You’ve probably heard of talcum powder products, but you may not know exactly what talc is. Talc is made up of elements such as silicon, oxygen, and magnesium. As a product, it is used to prevent rashes, keep skin dry, and reduce friction.
2. What products will I find talc in?
Talc is in many cosmetic products, such as baby powder. It can also be found in most face, body, and deodorizing powders. Several of Johnson and Johnson’s products contain talc, such as Johnson’s ® baby powder and Shower to Shower ® body powder. These products have led to an increase in baby powder lawsuits.

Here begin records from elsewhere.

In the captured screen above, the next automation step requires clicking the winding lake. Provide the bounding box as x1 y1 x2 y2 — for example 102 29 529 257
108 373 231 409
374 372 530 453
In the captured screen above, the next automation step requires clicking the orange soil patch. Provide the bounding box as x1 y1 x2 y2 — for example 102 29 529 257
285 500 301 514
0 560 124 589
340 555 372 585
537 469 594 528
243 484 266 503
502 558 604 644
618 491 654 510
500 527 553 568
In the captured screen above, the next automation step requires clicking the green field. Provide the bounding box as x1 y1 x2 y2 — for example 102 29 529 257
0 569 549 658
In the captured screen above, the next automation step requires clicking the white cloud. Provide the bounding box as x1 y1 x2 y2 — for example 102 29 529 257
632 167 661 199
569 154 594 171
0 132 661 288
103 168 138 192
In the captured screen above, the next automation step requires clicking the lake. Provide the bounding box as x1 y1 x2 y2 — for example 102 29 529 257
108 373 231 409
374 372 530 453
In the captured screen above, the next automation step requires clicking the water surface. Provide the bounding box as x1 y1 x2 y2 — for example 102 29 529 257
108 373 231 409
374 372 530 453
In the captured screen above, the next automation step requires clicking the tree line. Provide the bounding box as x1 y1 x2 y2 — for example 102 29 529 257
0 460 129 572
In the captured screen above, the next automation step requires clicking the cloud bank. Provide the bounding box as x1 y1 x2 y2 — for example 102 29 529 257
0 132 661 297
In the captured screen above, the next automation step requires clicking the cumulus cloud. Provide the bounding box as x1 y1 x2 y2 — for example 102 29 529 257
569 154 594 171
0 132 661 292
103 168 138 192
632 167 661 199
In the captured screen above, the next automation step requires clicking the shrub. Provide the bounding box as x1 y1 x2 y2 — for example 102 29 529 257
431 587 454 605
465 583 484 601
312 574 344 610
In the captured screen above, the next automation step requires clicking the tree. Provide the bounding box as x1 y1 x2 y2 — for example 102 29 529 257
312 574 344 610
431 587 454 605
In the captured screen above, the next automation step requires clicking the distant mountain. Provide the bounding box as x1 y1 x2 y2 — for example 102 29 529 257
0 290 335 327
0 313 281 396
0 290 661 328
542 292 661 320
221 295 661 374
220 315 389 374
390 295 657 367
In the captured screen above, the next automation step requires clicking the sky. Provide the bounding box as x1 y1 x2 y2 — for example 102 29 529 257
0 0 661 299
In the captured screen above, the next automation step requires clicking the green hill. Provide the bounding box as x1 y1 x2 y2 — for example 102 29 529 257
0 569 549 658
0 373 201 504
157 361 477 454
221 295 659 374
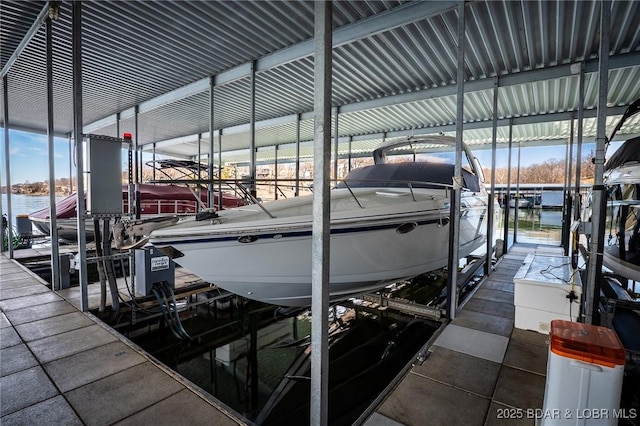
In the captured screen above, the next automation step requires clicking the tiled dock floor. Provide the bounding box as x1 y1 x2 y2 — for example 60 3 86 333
0 254 242 426
0 244 560 426
365 244 562 426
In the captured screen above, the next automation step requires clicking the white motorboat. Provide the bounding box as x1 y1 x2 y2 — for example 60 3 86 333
132 137 498 306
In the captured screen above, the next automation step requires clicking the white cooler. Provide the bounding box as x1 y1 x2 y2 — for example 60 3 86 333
513 254 582 334
539 320 625 426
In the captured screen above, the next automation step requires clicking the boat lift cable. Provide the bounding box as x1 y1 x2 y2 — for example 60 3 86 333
151 281 192 341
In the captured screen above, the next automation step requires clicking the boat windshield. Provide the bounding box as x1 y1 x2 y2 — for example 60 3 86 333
338 162 480 192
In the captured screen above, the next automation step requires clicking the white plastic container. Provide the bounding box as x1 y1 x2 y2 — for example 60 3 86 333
538 320 629 426
513 254 582 334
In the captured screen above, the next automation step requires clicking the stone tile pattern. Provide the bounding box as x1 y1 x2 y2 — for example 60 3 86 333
365 244 560 426
0 253 243 426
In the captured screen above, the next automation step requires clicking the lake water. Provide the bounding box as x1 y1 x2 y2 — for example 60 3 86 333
0 194 64 231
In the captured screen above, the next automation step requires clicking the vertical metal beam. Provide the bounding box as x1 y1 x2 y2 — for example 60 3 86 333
218 129 223 210
249 60 258 198
295 114 300 197
151 142 156 180
46 17 61 290
333 107 340 181
585 0 611 325
562 117 575 256
133 105 142 219
273 145 278 200
207 76 216 209
72 1 89 312
69 133 73 194
0 75 13 259
484 77 499 275
310 1 333 426
575 62 586 201
513 141 522 244
196 133 202 212
447 0 465 320
503 120 513 253
347 136 353 172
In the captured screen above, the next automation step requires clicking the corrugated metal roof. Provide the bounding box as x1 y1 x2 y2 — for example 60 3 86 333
0 0 640 165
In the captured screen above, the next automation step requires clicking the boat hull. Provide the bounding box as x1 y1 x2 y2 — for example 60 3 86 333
151 198 486 306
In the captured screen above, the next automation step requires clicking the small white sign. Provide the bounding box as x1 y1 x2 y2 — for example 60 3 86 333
151 256 169 272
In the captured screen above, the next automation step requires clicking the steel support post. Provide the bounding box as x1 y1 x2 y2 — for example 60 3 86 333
133 105 142 219
295 114 300 197
273 145 278 200
513 141 522 244
575 62 585 198
447 0 465 320
72 1 89 312
0 74 13 259
503 120 513 253
333 107 340 182
249 61 258 198
46 17 62 290
584 0 611 325
218 129 222 210
484 77 499 275
207 76 216 209
310 1 333 426
562 118 575 256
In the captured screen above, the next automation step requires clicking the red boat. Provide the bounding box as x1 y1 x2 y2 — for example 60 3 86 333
29 184 246 241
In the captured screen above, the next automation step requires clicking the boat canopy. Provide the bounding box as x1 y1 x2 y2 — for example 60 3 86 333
338 162 480 192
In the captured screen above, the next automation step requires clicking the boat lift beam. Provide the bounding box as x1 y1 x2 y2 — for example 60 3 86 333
584 0 611 325
447 0 465 320
309 1 333 426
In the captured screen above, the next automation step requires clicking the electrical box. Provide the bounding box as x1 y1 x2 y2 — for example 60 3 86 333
513 254 582 334
87 135 123 216
135 247 176 296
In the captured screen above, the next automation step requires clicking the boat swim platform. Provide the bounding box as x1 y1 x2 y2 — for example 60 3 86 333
0 253 245 426
364 243 562 426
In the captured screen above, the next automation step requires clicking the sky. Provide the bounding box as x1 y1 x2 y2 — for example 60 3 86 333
0 130 75 186
0 130 620 185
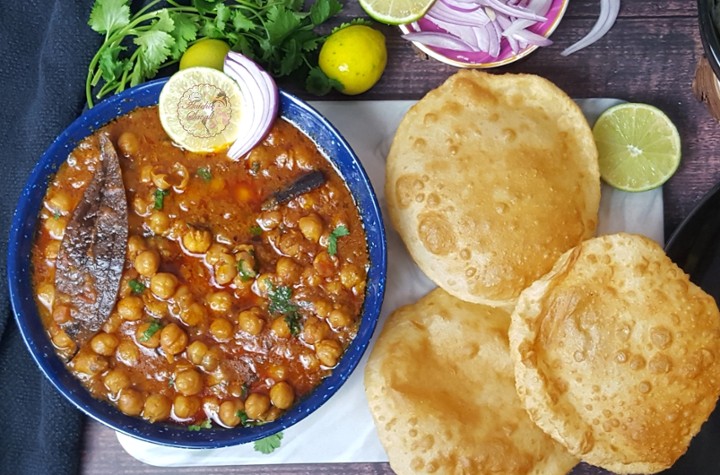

3. When is talcum powder use dangerous?
Talcum powder is dangerous when used on the genitals as a cleansing or freshening product. Perineal, or genital use, of talcum powder products is linked to ovarian cancer. Unfortunately, many women are not aware of the dangerous side effects to this type of talc powder use. Talc powder is sometimes used on sanitary napkins or condoms, but is also used alone.
4. How are talcum powder and ovarian cancer linked?
Talc particles were first found in ovarian tumors in the 1970s. Since then, the research linking the two has grown. When used on the genitals, talcum powder can travel through the vagina and fallopian tubes into the ovaries, where it can cause inflammation. This use of talcum powder is posited to increase the risk of ovarian cancer by 33 percent.
5. Why are there no warnings on talcum powder products?
Talcum powder product manufacturers, such as Johnson & Johnson, have generally overlooked the link between talcum powder & ovarian cancer. Additionally, the U.S. Food and Drug Administration (FDA) does not have the authority to review safety information for cosmetic products. Although the FDA acknowledges the risks of talc powder use, it has not responded to many citizen petitions over the years. So, the products continue to be sold without a warning.